19 St. John's Wood Road
For some artists, it is not so much the appearance, but the location, of the house that matters. This was true of George Adolphus Storey, one of the less famous—though still successful—artists featured in J. P. Mayall’s Artists at Home. The studio home he lived in during 1883, although not lavish, was the setting for his photographic portrait.
Storey lived at 19 St. John’s Wood Road during the heyday of the St. John’s Wood Clique, of which he was a founding member in 1851. He had lived at his parents’ home, 12 Marlborough Place, until 1861, with his brother, William, and two sisters; in 1865 he moved to another part of St. John’s Wood, 2 Elgin Road. Scandalously, in 1871, he moved away from the neighborhood to Hammersmith, where he lived with his “wife,” Frances Gray Storey, a woman ten years younger than he, along with their four-year-old son, Robert Oliver Storey, at 25 Bridge Road.[1] Though never officially married, Storey and Frances evidently separated in the late 1870’s, when Storey moved back to St. John’s Wood Road without Frances or his son.[2]
From 1877, Storey resided in a house known as 8 Grove End Place, NW8, until 1870, when the street was renamed St. John’s Wood Road and all the houses were renumbered. One of the previous residents of the house that would become 19 St. John’s Wood Road was the portrait painter John Lucas, who had taken a lease in 1851.[3] Lucas had previously inhabited 22 St. John’s Wood Road, next to Sir Edwin Landseer’s impressive studio house,[4] but when his sitters complained about the tiring drive to the studio, Lucas leased space in town, in Newman and Duchess Streets, and rented out the St. John’s Wood studio; when he returned to the neighborhood in 1851 he could not reclaim the house from its tenants, so he built 8 Grove End Place.[5] From 1868 to 1872 it was owned by the artist Sir W. Q. Orchardson, R.A.,[6] followed by Heywood Hardy, who lived there until 1877, when Storey moved in. The house was Italianate in style.[7]
At his new home in St. John’s Wood, Storey lived among many fellow artists. His next-door neighbor was John Pettie, and Phil Morris lived down the road. But Storey did not stay in this house forever: in 1885, he relocated to 39 Broadhurst Gardens in West Hampstead,[8] where he remained until his death in 1919.
[1] “George Adolphus Storey,” 1871 London Census Records, UKCensus Online.
[2] "George A Storey," 1881 London Census Records, UKCensus Online.
[3] Giles Walkley, Artists’ Houses in London 1764–1914 (Aldershot, Hants, England; Brookfield, VT: Scholar Press, 1994), 235.
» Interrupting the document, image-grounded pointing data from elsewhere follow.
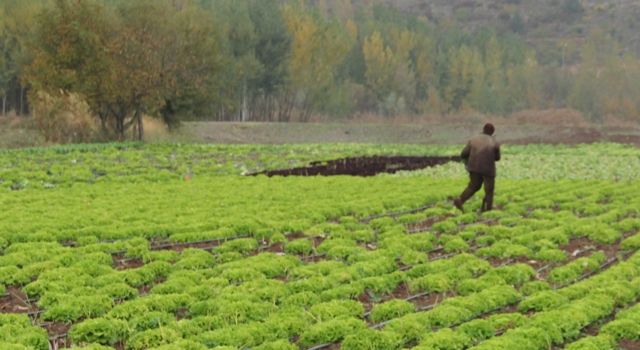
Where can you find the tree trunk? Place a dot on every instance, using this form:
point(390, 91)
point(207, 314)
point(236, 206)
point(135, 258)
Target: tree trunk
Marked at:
point(21, 100)
point(140, 126)
point(244, 102)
[4] Oxford Dictionary of National Biography, s.v. “Lucas, John (1807-1874),” by Morna O’Neill, Oxford University Press, 2004, online edition May 2011. http://www.oxforddnb.com/view/article/17132
[5] Walkley, Artists’ Houses, 121.
[6] Frank Milner and Edward Morris, “The Location of Artists’ Studios and Homes in St. John’s Wood in the 19th Century,” in "And When Did You Last See Your Father?" exhibition catalogue (Liverpool: Walker Art Gallery, 1992), 33.
[7] Walkley, Artists’ Houses, 235.
[8] Milner and Morris, "And When Did You Last See Your Father?” 33.